Eylea (aflibercept) is a widely prescribed treatment for ophthalmic conditions, including wet age-related macular degeneration (wAMD) and diabetic macular edema (DME). In 2024, the treatment recorded global annual sales of KRW 13 trillion (USD 9.5 billion), solidifying its status as a blockbuster drug.
With this marketing approval, Eyluxvi may now be prescribed for all indications approved for Eylea in Europe, including wet age-related macular degeneration (wAMD), macular edema secondary to branch or central retinal vein occlusion (BRVO/CRVO), diabetic macular edema (DME), and myopic choroidal neovascularization (myopic CNV).

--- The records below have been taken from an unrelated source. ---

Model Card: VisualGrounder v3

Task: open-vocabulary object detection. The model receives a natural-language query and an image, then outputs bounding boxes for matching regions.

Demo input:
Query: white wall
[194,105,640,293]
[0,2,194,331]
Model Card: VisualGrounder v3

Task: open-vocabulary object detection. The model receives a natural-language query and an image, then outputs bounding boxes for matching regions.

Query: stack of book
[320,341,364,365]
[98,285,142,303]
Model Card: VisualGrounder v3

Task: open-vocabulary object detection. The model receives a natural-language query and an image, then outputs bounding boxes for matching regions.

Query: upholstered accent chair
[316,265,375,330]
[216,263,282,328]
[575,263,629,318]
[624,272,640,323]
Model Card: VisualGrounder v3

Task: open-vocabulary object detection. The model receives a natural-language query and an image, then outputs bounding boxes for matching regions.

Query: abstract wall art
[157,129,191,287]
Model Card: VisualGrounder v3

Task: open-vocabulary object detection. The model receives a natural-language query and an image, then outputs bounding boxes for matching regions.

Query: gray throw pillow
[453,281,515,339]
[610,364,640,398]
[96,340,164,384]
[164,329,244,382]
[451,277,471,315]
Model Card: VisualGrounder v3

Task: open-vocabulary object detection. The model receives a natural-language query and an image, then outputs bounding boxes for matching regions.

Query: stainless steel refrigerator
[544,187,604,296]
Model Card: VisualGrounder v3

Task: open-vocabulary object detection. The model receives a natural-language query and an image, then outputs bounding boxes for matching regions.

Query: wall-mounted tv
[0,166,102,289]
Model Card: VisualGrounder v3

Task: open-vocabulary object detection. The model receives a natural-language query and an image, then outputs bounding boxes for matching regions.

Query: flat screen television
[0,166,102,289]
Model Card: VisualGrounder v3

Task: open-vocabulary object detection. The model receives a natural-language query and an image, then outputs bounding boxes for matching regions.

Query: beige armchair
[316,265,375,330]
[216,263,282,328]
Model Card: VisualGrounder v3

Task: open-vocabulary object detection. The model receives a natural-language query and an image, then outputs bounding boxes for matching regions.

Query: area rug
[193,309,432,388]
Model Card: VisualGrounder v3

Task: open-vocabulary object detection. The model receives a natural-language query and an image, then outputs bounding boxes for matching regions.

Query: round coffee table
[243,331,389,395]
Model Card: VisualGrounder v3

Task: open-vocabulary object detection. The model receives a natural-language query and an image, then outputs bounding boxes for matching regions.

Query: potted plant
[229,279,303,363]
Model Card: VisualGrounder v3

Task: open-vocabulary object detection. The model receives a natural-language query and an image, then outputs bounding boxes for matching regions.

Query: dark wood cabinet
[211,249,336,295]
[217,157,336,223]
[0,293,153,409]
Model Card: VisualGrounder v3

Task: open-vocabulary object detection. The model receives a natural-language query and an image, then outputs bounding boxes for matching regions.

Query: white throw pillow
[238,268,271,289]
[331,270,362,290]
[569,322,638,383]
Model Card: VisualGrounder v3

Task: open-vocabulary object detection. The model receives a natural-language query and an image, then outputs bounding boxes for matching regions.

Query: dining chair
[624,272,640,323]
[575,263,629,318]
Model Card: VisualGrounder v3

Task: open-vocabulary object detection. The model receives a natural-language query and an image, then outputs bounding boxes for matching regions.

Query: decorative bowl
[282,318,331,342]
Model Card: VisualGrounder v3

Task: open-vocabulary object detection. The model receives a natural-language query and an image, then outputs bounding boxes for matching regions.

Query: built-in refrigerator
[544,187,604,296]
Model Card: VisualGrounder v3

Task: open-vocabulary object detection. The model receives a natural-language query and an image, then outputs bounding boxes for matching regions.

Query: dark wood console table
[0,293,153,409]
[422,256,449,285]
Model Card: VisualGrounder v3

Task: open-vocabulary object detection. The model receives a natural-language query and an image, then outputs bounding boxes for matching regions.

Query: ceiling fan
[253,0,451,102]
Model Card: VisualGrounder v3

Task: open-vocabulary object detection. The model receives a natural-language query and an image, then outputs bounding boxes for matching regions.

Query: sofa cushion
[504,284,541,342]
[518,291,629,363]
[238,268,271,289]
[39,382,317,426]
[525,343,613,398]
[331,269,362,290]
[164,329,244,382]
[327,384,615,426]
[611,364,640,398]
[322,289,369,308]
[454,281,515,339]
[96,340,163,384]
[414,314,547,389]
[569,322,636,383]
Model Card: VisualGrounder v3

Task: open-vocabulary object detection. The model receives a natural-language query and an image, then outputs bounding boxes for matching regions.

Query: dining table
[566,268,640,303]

"Eyluxvi is the first biosimilar to secure approval after being developed through our in-house research and subsequently advanced to global clinical development in collaboration with our subsidiary, 카지노 바카라 Biologics. This achievement has expanded our expertise not only in research and development (R&D) but also in the regulatory and approval process in Europe," said Park Soon-jae, CEO of 카지노 바카라. "We will continue to work toward delivering accessible products for patients suffering from life-threatening ophthalmic conditions such as macular degeneration," he added.
This EC approval was supported by data from a Phase 3 clinical trial conducted by 카지노 바카라 Biologics, a subsidiary of 카지노 바카라, across 12 countries, including those in Europe, as well as Korea, and Japan, between June 2022 and February 2024. The study enrolled 431 wAMD patients to assess the efficacy and safety of ALT-L9 in comparison with Eylea. The results confirmed therapeutic equivalence and a comparable safety profile to Eylea.